There are limited exemptions for smaller institutions so each FI will need to conduct an initial assessment and gap analysis, perhaps with the assistance of a third party, to determine how best to proceed. That shouldn’t mean that exemption from 23NYCRR500 should preclude smaller organizations from complying, especially with future growth in mind. For smaller institutions that are covered entities under the new law, there are some valuable shared services models that might be worth considering. Suppliers to which in-scope activities are outsourced should be petitioned for their plan to comply with 23NYCRR500.
What was the catalyst for this type of oversight in the financial services industry? Do you expect to see similar regulation come through on either the state or national level?
The security landscape is highly complex and threat actors are increasingly sophisticated in terms of their access to tools and techniques that were previously thought to be available to states. We know from the Verizon DBIR that Financial Services led in the raw number of breaches and ranked high in the number of incidents. The 2016 SEC breach disclosed this year drives home the varying motives behind cyberattacks within the industry. FIs face a variety of threats: Distributed Denial of Service attacks rank very high, credential stuffing (attempting to compromise account information on banking applications), clients using computers infected with trojans – the list is a long one. 23NYCRR500 is designed to compel FIs to have greater understanding and control over their attack surface.
We’ve noted increasing regulation in the area of cybersecurity, especially as it relates to protecting and managing personally identifiable information (PII). For some industries, especially financial services, this trend has resulted in overlapping compliance regimes, meaning there are shared requirements across various frameworks that may exist at different levels of government. If companies maintain an integrated risk and compliance program, it will be easier to meet disparate regimes with the same controls and (in some cases) third party audits.
In conclusion, can you share with our readers how Zenedge can help address this new regulation and help ease the burden for compliance for NY financial institutions?
Zenedge enables its clients to gain insight and control over the traffic reaching their web properties and networks. We leverage automation to stop DDoS attacks targeting network components and web applications. The Zenedge security suite is deployed as a security control that sits between a client’s web applications and services and the internet. The fully managed solution uses machine learning to look for anomalies in traffic as a means to complement signature-based detection.
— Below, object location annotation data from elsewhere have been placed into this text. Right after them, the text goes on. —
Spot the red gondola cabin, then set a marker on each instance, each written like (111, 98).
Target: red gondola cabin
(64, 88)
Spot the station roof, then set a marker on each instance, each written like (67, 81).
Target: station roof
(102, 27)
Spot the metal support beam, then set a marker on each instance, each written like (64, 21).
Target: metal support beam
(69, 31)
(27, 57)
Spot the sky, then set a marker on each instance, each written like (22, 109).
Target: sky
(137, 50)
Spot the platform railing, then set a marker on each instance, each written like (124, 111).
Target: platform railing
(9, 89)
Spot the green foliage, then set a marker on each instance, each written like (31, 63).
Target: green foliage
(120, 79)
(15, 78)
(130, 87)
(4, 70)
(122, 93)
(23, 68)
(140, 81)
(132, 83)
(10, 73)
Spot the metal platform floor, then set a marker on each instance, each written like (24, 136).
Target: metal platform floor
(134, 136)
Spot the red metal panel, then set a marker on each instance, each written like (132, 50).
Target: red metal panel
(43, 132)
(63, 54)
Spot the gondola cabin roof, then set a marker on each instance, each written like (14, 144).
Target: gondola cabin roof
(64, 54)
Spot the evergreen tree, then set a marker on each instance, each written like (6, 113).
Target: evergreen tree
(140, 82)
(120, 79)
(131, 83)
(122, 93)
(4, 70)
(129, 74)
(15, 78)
Zenedge delivers network availability and integrity with our volumetric DDoS mitigation service powered by RapidBGP(TM) which leverages scrubbing capacity situated globally to protect FIs from one of the most prevalent threats, without human intervention. Following a mitigation event, clients have access to rich reporting to gain insight into where an attack originated and what was targeted.
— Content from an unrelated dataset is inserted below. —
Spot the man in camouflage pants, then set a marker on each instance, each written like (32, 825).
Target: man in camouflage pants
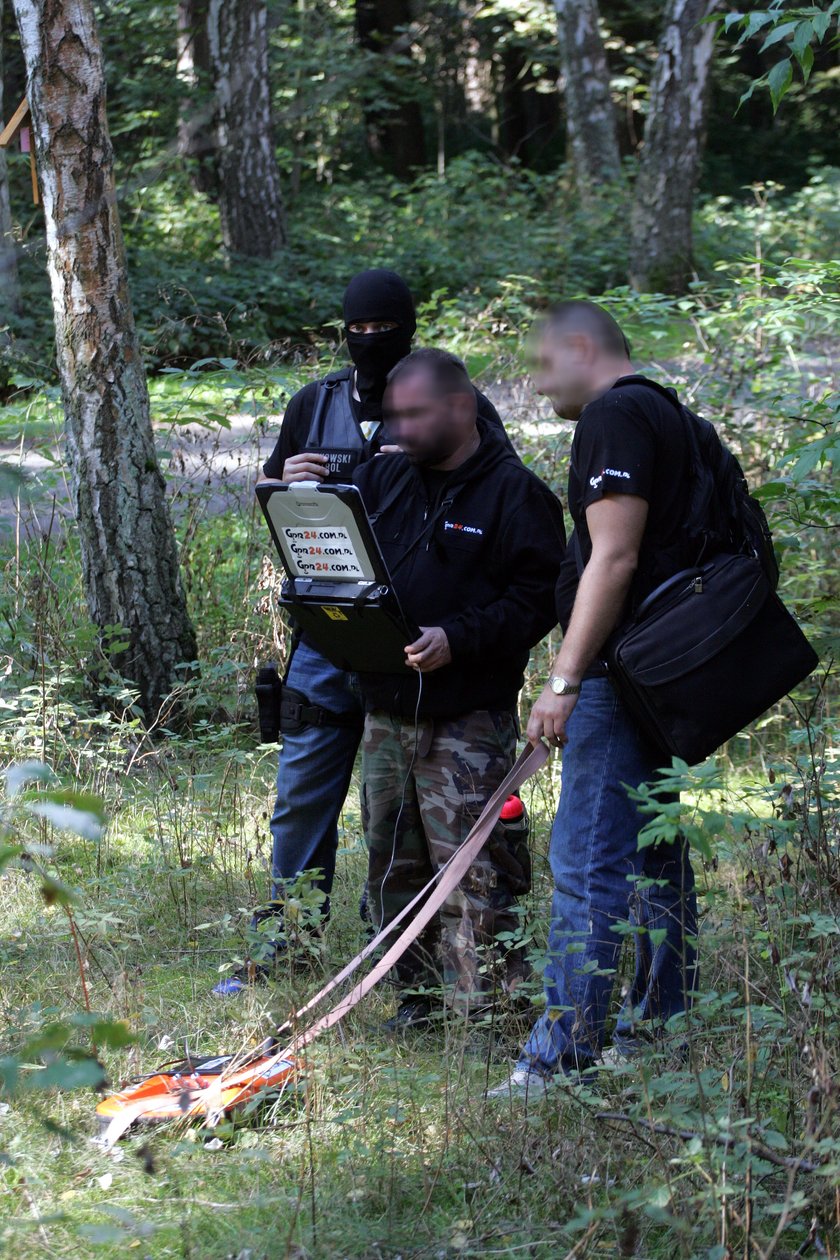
(474, 543)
In terms of 23NYCRR500, it’s important to keep in mind that no one vendor will enable compliance across the full range of requirements. Rather, FIs would be well served to ensure that their security providers integrate seamlessly with their incident response plans, mitigate the risks identified during the assessment phase, and fit into the cybersecurity policy by delivering a tangible control. The Zenedge suite is well positioned to do exactly these things. We also conduct security scans of web properties as an initial step to ensure our solution takes into account any vulnerabilities or misconfigurations while those are addressed. Security and compliance is a continuous process and needs to be treated as such.